French philosopher Étienne Balibar does not think so. Here is a taste of his interview with Jacobin:
The idea of liberty has itself been contested and challenged since its very origins in modern times because the very notion of “liberty” is a divided one, or what British analytic philosopher W. B. Gallie very interestingly called an “essentially contested concept.” Such concepts, which always have a philosophical or metaphysical dimension as well as immediate political relevance, can never become unified or subsumed under a single, universally accepted definition. They are the site of permanent opposition.
The conflict in politics is thus not between those who valorize liberty and those who neglect it or choose another principle. It is between antithetic concepts of liberty itself. This is also not just the classic distinction between a “negative” concept and a “positive” concept of freedom, but rather an individualistic concept — preferred by the liberal tradition — and a democratic concept, which involves a collective agency. In the latter, citizens “liberate” each other or grant themselves freedom reciprocally.

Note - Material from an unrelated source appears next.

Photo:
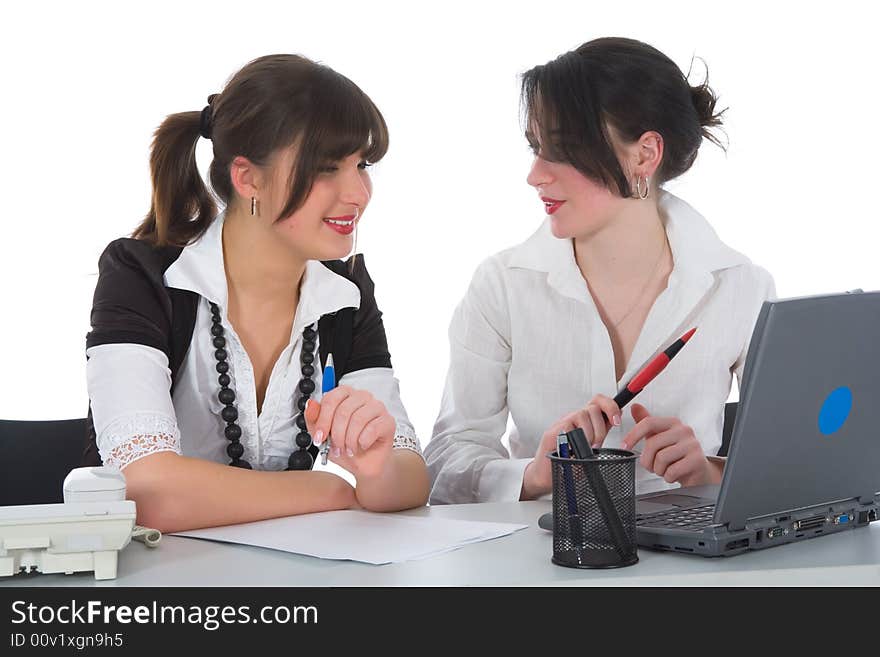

However, it has to be admitted that a certain tradition on the Left — especially under the influence of a “narrow” reading of some of [Karl] Marx’s texts — endorsed the idea that “liberty” is a “bourgeois” value per se, because it would conflate economic liberty (free competition, etc.) based on private property with political or juridical “liberties” (i.e., rights), which are deemed purely “formal.” This is historically wrong and theoretically based on a basic confusion, but it has had lasting and catastrophic effects on the Left. In fact, the Right has been able to capitalize on that confusion.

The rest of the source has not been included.